Other considerations for Patients Hospitalized due to COVID-19

 

- Clinical progression to more severe disease usually begins between 5-7 days after symptom onset.  Risk factors for disease progression include older age and presence of underlying medical conditions (e.g. hypertension, obesity, diabetes, chronic lung diseases, and immunocompromised state).

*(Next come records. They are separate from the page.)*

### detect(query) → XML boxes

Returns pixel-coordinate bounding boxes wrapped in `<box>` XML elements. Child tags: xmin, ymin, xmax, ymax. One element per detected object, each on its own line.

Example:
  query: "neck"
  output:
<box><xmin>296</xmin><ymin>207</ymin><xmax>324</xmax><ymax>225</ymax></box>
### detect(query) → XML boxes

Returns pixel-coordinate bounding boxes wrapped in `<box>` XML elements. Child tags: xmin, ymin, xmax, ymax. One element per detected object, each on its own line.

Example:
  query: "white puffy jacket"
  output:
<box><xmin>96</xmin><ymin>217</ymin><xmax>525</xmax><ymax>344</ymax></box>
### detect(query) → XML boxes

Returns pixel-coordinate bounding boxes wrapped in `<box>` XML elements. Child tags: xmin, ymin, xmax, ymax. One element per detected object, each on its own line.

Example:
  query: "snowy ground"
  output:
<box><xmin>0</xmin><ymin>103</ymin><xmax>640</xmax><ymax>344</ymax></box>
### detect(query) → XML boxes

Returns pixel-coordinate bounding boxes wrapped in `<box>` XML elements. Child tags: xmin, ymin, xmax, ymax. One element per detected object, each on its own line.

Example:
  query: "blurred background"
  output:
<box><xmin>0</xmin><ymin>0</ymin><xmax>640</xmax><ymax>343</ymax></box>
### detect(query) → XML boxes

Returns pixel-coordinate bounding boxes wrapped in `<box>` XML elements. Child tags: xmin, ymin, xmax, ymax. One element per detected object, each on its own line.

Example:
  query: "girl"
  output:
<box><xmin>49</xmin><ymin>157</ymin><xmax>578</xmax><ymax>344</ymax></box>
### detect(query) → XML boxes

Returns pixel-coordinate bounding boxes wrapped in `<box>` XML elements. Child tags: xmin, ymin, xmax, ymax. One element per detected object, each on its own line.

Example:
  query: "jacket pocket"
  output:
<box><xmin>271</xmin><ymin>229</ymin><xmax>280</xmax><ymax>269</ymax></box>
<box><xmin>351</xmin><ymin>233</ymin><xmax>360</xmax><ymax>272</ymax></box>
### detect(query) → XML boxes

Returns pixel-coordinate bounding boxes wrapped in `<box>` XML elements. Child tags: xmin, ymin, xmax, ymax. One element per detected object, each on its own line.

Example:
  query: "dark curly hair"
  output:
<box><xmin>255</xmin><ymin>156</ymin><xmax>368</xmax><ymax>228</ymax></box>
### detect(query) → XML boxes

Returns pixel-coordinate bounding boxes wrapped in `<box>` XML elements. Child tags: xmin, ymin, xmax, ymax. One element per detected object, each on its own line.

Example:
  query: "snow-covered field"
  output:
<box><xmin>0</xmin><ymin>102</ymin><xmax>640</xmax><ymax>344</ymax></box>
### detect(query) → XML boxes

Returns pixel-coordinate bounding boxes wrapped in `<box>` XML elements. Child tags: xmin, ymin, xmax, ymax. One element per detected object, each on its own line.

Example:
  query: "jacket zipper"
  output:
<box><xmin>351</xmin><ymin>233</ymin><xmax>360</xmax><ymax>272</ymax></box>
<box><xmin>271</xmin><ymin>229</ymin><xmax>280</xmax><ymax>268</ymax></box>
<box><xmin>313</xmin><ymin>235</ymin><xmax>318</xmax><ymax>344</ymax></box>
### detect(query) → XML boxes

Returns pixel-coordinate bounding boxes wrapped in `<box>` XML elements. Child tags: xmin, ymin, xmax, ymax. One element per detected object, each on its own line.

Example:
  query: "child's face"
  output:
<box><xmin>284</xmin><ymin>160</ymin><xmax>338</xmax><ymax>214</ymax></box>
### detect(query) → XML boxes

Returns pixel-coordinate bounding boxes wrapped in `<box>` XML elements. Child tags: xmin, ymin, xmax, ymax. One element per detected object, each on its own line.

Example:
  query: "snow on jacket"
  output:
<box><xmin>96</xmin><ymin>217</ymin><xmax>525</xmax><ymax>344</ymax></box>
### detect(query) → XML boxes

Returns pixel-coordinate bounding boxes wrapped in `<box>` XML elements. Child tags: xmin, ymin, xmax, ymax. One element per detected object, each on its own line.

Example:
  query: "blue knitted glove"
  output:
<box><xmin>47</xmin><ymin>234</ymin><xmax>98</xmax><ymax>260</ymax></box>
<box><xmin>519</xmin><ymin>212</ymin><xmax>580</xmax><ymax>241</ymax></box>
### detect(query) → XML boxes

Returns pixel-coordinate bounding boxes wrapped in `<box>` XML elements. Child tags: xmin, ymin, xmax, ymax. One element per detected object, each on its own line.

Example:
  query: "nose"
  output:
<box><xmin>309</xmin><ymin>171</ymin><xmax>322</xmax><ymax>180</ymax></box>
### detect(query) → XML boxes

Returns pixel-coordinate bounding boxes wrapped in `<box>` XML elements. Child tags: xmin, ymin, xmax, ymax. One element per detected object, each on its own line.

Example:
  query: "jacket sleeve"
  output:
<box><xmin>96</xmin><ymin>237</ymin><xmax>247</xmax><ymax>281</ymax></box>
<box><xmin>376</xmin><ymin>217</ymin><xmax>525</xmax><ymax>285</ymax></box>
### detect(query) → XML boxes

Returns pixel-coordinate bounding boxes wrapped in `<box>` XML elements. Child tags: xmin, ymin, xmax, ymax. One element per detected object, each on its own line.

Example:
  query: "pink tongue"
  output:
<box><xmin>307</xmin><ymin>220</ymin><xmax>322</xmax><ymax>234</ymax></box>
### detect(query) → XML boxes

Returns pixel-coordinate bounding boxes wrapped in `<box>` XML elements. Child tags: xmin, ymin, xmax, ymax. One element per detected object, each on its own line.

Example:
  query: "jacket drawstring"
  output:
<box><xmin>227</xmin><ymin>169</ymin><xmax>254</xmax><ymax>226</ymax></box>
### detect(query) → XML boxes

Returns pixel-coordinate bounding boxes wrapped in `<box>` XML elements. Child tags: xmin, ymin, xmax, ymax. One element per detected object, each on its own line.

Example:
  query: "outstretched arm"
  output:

However, younger, previously healthy individuals can develop severe illness.

 

Avoid nebulized medications and do not do bronchoscopy for obtaining specimens alone (ET aspirate preferred) to reduce aerosolization risk.

 

-  If oxygen demand is increasing, consider early referral for appropriate respiratory supports depending on access and infrastructure, as patient outcomes may be superior and planned intubations are at a lower risk for infection transmission than emergent ones.

 

- There is no evidence that ACE Inhibitors and Angiotensin Receptor Blockers need to be stopped.  There is a theoretic concern about ACE inhibition and increased risk of adverse outcomes in hospitalized COVID-19 patients, but there are no clinical data supporting risk.  Major cardiovascular societies (Statement on COVID-19) recommend that suspect and confirmed COVID-19 patients on ACE inhibition should be maintained on their therapy if it is otherwise indicated to avoid decompensation of cardiac disease.

 

- There is no specific contraindication to NSAIDs:  There is current anecdotal concern about the antecedent use of NSAIDs in patients with severe disease, but no clinical data are yet available.  As other symptomatic therapy can be substituted (acetaminophen, appropriately dosed) pending further information, it may be reasonable to prefer acetaminophen to NSAIDs for COVID-19 symptoms, but patients with inflammatory conditions on stable doses of NSAIDs should remain on them.

 

 

-  Other investigational therapies that are NOT currently recommended:

  • High dose steroid therapy – may cause harm; worse outcomes in SARS and influenza
  • IVIG - not expected to have neutralizing antibody and may worsen ARDS
  • Ribavirin as an adjunct to lopinavir/ritonavir - high dose has toxicity concerns, and must be used in combination
  • Anti-IL6 inhibitors (tocilizumab) and other immune modulating therapies for cytokine release syndrome (anakinra, other) – At this time in AHS, immune modulating therapies for COVID-19 can only be pursued in the context of clinical trials or compassionate use.